Tuesday, December 6, 2011

Finals are...

Ramblings Post #169
It's funny, I never thought about getting this far or writing this much when I started this. This was a shot in the dark of sorts, something to do, someplace to talk and not worry about the look on the person's face when I said it. Now it's not that and still I continue. Strange, isn't it?



This is the way I'm supposed to be thinking.

Finals are sitting in a room on a hard kitchen chair for hours because Office Depot didn't actually have the one with lumbar support they said was on sale, staring at the increasingly small type on the same two screens all day long slogging through material that makes your head hurt, your fingers cramp and makes you feel a little less happy its all not crystallizing as it should.

Finals are quiet, an eerie quiet, because music or the television you sometimes play so the house doesn't feel so empty would be distractions from what you need to do and so all you hear are the click of the keys as you type, the faint thrum of electricity, the passing cars on the narrow road outside, the squirrels leaping from tree branch to your roof and the your own heartbeat when you stop to gather your thoughts.

Finals are eating something you know you shouldn't because making something you know you should be eating doesn't satisfy that growling at the back of your soul for a friendly face, a warm laugh or the gentle touch of warm body for too long, and food is all you have at this very moment because getting all this done is the priority so you eat and don't dwell on it

Finals are wondering why you're doing what you're doing, not in the micro sense of that word or that comma or that phrasing in the paper that is taking entirely too long to conceive, but in the macro sense of what does it all mean and you find you're asking yourself the question: "where will you be when you get where you're going?"...and you realize you're not sure anymore.

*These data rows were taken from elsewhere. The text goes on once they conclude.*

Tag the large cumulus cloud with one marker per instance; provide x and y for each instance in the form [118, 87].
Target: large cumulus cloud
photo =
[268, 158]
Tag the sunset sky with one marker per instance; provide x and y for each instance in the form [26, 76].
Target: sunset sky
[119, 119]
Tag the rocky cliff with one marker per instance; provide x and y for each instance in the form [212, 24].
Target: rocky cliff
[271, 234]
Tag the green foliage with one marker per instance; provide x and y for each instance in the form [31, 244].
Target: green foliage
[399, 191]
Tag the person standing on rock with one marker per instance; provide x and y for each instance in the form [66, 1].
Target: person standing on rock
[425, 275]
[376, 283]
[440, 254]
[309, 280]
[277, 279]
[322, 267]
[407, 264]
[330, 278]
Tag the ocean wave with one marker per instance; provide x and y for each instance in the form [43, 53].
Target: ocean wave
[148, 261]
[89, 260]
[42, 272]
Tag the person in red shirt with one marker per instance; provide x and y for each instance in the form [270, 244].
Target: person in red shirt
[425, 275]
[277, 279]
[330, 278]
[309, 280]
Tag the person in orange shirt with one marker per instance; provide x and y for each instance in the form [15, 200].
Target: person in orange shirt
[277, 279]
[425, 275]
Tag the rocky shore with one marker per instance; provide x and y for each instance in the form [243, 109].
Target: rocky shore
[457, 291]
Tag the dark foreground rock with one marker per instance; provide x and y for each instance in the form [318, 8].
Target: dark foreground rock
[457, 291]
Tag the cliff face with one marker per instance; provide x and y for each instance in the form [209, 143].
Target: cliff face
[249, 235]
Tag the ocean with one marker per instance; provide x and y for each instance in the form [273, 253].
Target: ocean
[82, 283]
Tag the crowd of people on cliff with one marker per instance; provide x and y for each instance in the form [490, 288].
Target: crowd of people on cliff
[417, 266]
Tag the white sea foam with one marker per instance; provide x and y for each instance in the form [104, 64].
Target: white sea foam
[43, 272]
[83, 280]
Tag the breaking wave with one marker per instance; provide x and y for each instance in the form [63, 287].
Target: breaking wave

Finals in law school are a lonely time.

All the deadlines come at once, and instead of working you find your mind lost in the machinations of minutiae. As you get closer to the destination for the all the toil and sweat you've put in, you begin to wonder if you're really strong enough to hold someone's life, someone's livelihood, someone's dream in your hands where they're doing more than hoping for a good outcome. You start to question basic truths and look back upon the path you've been traveling and wonder if you should have chosen the other path, the simpler path.

Then you realize you've got more days of this ahead.

Finals are you serving yourself because you've even sent the metaphorical barkeep home for the duration.